• 7 octobre 2013 - Par Au fil des mots et de l'histoire

     

     Le 4 octobre 1853 - Déclaration de guerre de la Porte ottomane à la Russie dans EPHEMERIDE MILITAIRE charge-des-soldats-de-larmee-russe-150x150

     

    Déclaration de guerre de la Porte ottomane à la Russie

    D’après « Histoire de la dernière guerre de Russie (1853 – 1856) » – Léon Guérin – 1859

     

    Le 3 juillet 1853, le lendemain même du jour où le chancelier de Nesselrode avait lancé sa circulaire annonçant aux cours de l’Europe : « Qu’en présence du refus de la Porte, appuyé par la manifestation de la France et de l’Angleterre (la présence des flottes combinées à l’ouvert des Dardanelles), il devenait plus que jamais impossible de modifier les résolutions qu’en avait fait dépendre l’empereur, et qu’en conséquence, Sa Majesté Impériale venait d’envoyer au corps de troupes stationné en Bessarabie l’ordre de passer la frontière pour occuper les Principautés », le lendemain même de ce jour, une armée russe traversait le Prouth, sous les ordres de l’aide de camp général prince Michel Gortschakof, qui se faisait précéder d’une proclamation adressée aux habitants de la Moldavie et de la Valaquie, par laquelle on promettait à ceux-ci, heureusement bien revenus des prétendus avantages du protectorat moscovite, de ne leur imposer ni charges ni contributions nouvelles, de payer toutes les fournitures à un taux fixé d’avance, d’accord avec leurs gouvernements, et de respecter leurs institutions.

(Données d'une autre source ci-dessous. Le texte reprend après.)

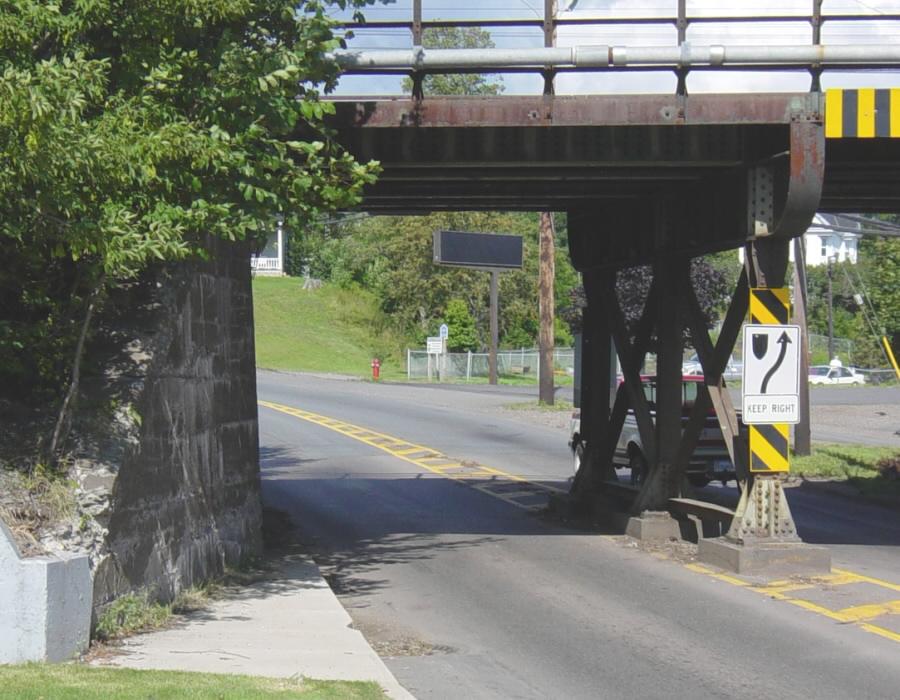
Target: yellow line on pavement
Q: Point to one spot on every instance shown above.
(861, 578)
(425, 460)
(864, 613)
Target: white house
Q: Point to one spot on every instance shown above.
(829, 236)
(270, 260)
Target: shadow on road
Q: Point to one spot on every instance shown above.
(829, 513)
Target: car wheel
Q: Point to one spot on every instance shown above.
(638, 465)
(578, 452)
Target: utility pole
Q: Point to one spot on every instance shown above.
(547, 270)
(546, 306)
(830, 272)
(492, 350)
(802, 437)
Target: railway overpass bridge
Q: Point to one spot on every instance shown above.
(645, 179)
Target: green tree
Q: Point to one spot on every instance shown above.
(460, 83)
(880, 269)
(461, 327)
(130, 131)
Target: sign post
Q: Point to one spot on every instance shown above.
(770, 395)
(492, 252)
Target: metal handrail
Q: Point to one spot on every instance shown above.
(681, 58)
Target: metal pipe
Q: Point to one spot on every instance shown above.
(601, 56)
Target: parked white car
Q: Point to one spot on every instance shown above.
(824, 374)
(733, 370)
(710, 459)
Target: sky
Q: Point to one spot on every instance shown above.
(796, 33)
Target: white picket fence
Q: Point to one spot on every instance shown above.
(465, 366)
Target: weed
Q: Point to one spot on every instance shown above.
(129, 614)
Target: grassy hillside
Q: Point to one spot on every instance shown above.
(322, 330)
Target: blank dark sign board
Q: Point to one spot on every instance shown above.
(478, 250)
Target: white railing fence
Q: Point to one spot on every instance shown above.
(468, 366)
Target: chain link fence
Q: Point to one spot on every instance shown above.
(521, 364)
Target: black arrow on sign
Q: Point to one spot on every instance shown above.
(783, 341)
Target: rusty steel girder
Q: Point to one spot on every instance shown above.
(576, 110)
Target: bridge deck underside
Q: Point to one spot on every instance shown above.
(558, 153)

    Mais les premiers actes du général en chef russe furent de violer tous les engagements qu’il venait de prendre. Le prince Ghika, hospodar de Valaquie, et Styr-Bey, hospodar de Moldavie, furent sommés de rompre leurs relations avec la Porte, et d’avoir à verser dans le trésor de l’armée russe le tribut annuel, en argent, qui était dû au sultan à la place des redevances payées autrefois en nature par les deux provinces. Bientôt après, ils se virent réduits à résigner leurs emplois, et ils furent remplacés par des gouverneurs militaires russes.

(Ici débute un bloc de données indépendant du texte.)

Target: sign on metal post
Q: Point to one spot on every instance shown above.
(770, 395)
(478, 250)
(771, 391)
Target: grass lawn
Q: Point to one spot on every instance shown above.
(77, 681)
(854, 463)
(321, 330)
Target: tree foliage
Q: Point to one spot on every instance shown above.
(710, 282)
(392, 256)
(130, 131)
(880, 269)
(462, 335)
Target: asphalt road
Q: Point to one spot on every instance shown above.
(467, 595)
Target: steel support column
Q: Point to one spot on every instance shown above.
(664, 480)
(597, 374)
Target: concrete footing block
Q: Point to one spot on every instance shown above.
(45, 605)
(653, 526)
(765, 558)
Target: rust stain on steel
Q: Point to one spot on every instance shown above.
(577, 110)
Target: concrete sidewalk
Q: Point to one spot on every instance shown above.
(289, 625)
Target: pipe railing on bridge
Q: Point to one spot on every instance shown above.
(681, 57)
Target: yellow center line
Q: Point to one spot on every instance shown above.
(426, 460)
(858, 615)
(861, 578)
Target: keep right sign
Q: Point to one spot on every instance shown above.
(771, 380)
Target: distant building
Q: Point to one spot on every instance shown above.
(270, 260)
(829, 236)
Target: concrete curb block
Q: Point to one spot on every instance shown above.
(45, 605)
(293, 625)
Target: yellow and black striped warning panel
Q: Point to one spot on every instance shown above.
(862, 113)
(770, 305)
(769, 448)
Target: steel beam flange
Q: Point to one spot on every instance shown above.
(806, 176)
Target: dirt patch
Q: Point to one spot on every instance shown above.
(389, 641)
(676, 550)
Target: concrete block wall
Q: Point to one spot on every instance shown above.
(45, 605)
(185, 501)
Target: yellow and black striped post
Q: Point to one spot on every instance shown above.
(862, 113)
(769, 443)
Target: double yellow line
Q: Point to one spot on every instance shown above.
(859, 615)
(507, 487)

    Enfin, préludant à un plan d’annexion des provinces moldo-valaques à l’empire de Russie, le prince Gortschakof incorpora violemment les milices roumaines dans son armée.

    A cette invasion, dont on s’était plu trop longtemps à douter, le gouvernement français répondit, le 15 juillet, et le gouvernement anglais le 16 juillet 1853, par chacun une note circulaire, qui l’une et l’autre étaient empreintes de fermeté, et démontraient qu’entre les escadres combinées venues dans les eaux de la Turquie à la demande du sultan, et les armées russes envahissant les provinces moldo-valaques malgré le sultan, il y avait la différence d’un droit défensif à une agression déloyale.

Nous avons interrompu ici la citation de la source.